タクシー外国語対応強化

◆輪島 指さしシート活用広がる

 北陸新幹線開業などで増加する外国人観光客の利便性を高めようと、輪島市や金沢市のタクシー会社が英語や中国語などの外国語対応を強化している。言葉の壁を越えて観光を楽しんでもらい、リピーター確保につなげたい考えだ。

 輪島市観光課は、台湾や香港で放送が始まった連続ドラマ効果での訪日外国人増を期待し、行き先や所要時間などの簡単なやりとりが、英語、中国語(繁体字・簡体字)、韓国語の3か国語でそれぞれ翻訳された指さし会話シートを50部作成し、市内の全タクシーに配備した。

 1時間あたり5000円から利用できる奥能登2市2町の観光ガイドタクシー「notoいろタクシー」は、2014年度の計456件、延べ1247人の利用から、15年度は計732件、延べ1881人と利用が拡大。輪島市は外国人の利用も促そうと、シートを他の奥能登地域にも配布し、活用の広がりに期待を込める。輪島タクシー(同市)の町元和夫社長(61)は「シートを見ながら最低限の意思疎通ができ、自信になっている」と話す。
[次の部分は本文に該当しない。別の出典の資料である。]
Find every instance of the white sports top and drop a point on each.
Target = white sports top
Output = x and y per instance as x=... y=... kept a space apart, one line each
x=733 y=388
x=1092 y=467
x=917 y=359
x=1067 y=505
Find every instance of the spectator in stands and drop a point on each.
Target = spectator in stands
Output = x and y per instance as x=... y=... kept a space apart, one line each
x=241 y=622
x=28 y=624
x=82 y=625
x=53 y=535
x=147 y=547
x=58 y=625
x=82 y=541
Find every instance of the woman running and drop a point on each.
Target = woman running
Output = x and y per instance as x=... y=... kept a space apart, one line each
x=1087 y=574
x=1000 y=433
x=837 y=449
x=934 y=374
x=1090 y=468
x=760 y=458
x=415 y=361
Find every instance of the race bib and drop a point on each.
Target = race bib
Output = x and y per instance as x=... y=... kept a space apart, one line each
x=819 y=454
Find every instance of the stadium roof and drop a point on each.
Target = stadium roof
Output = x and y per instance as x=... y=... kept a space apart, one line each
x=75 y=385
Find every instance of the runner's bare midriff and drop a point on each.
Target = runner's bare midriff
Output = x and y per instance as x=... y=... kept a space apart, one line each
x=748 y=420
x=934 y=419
 金沢市でも、外国語対応が課題となっている。外国人から観光タクシーの依頼が月に10件近くある同市内のタクシー会社は、「あいさつレベルの英語ではしっかり案内するのは難しい」と明かす。中国語はなおさらで「タブレットを使いながら身ぶり手ぶりで対応するしかない」と話す。

 こうした状況を解決しようと、金沢香林坊ロータリークラブは今年の花見シーズンに、ボランティア通訳が同乗する観光タクシーを試験的に運行した。ひがし茶屋街や主計町周辺、金沢城公園、兼六園などを巡る2時間のコースで、夜桜の風情を楽しむ外国人の家族連れなどが利用した。

 年末年始に欧米の観光客にニーズ調査を行ったところ、4組に1組が「利用したい」と答えたことから、会員企業の大和タクシー(金沢市)がジャンボタクシーを運行し、金沢在住の外国人に通訳を依頼する形で実施にこぎ着けた。東直樹・同クラブ社会奉仕委員長は「需要が十分にあることが分かった。ボランティアガイドなどと連携すれば事業化の可能性が十分あるのではないか」と話す。今後効果を検証し、本格導入を模索することにしている。